Ensuite, pour le côté renouvelable, il est ici question de récupérer la chaleur produite par les industries, notamment du métal, qui déchargent pour l'instant leur chaleur dans l'air. L'autre option est la valorisation de la biomasse locale, cultivée sur les terrils (comme au Martinet), des déchets verts des entreprises de parcs et jardins, ou des chutes de bois de menuiseries. La biométhanisation des déchets ménagers et des vapeurs des stations d'épuration sont une troisième piste. La dernière possibilité est l'hydrogène, une nouvelle énergie étudiée par Engie, Alstom et A6K-E6K.

Mais la source principale d'énergie pour le réseau de chaleur pourrait bien être la terre elle-même, à terme : "il y a un énorme potentiel de géothermie minière sur Charleroi", détaille Julien Lechat. "les galeries de mines qui sont aujourd'hui remplies d'eau permettent d'aller puiser de l'eau froide en surface, tiède en moyenne profondeur et chaude profondément. C'est un processus déjà utilisé au Pays-Bas où un projet pilote a démontré la faisabilité de la chose. Notre chance, à Charleroi, c'est que le gros du potentiel géothermique se trouve au niveau du coeur de ville, où il y a donc le plus de maisons et de bâtiments publics à alimenter. On parle d'un potentiel de 500 gigawatts-heure sous nos pieds, l'équivalent de 20 incinérateurs comme celui de Tibi à Pont-de-Loup."

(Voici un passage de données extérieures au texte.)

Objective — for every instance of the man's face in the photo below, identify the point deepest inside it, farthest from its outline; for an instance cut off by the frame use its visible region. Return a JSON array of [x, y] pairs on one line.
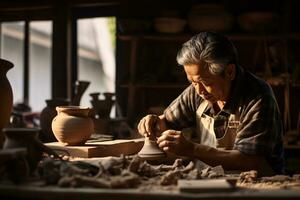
[[210, 87]]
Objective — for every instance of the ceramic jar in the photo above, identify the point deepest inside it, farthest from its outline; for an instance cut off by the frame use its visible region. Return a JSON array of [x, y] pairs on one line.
[[25, 138], [72, 125], [46, 117], [6, 99]]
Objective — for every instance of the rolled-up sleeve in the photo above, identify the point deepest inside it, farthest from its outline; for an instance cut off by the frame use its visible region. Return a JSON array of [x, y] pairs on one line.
[[260, 127]]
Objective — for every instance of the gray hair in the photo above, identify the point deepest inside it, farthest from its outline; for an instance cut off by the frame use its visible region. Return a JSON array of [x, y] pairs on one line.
[[211, 48]]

Charleroi veut développer un réseau de chaleur pour 50% de la population et se passer d'énergies fossiles d'ici 2050
©Le potentiel géothermique de Charleroi - Dupont-Kaufmann

Niveau calendrier, peu de choses sont annoncées à ce stade: la boucle de chaleur sur la ville haute sera prête pour fin 2023 si tout va bien. Déjà pour l'année prochaine, Charleroi veut désigner un opérateur pour gérer le réseau, les connexions, l'entretien et les prospections pour l'étendre. Le guide communal d'urbanisme devrait d'ici là prévoir des directives pour les raccordements des nouvelles constructions ou des rénovations profondes du bâti. D'ici 5 à 15 ans, le réseau devrait être plus étendu et apporter chaud/froid dans de nombreux bâtiments et maisons de Charleroi, la Région wallonne va lancer une étude spécifiquement sur Charleroi d'ici peu pendant qu'Igretec et la Ville étudient la possibilité de se porter candidats pour devenir "ville pilote". D'ici 2050, les sources non-renouvelables seront supprimées pour être au "zéro carbone".

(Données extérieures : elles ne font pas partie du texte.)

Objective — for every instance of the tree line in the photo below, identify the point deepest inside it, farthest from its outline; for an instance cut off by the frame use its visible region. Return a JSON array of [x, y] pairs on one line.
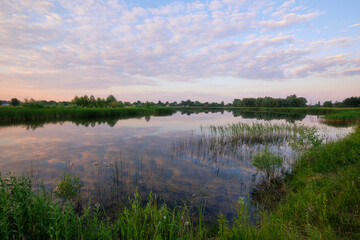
[[111, 102]]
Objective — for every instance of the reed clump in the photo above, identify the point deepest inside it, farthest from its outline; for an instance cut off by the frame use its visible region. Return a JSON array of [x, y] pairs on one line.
[[28, 215], [11, 115]]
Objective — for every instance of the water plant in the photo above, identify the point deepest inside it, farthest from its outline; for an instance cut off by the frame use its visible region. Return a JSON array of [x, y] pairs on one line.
[[267, 162], [305, 138], [69, 187]]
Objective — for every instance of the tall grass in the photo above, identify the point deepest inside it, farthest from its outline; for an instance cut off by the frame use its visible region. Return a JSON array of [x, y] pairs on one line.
[[11, 115], [25, 215], [322, 202], [239, 133], [342, 118]]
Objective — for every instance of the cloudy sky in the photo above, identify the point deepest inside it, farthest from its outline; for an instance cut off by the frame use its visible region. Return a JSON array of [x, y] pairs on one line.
[[164, 50]]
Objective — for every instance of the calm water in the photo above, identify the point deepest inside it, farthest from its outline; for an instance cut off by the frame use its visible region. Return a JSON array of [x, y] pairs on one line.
[[144, 154]]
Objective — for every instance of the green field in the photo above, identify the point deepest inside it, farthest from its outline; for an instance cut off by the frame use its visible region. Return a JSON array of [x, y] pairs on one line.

"On a une responsabilité historique dans le réchauffement climatique à Charleroi, avec notre passé industriel et minier", souligne Xavier Desgain. "Il aura fallu deux générations pour se dire que le charbon, c'est fini. Il en faudra probablement une de plus pour que le renouvelable prenne le pas. Avec l'avantage que ça crée des emplois locaux, non-délocalisables, autant pour les diplômés au niveau technologiques que les non-diplômés pour la gestion quotidienne, le tout à un prix moindre puisque non-soumis aux variations de prix des énergies fossiles."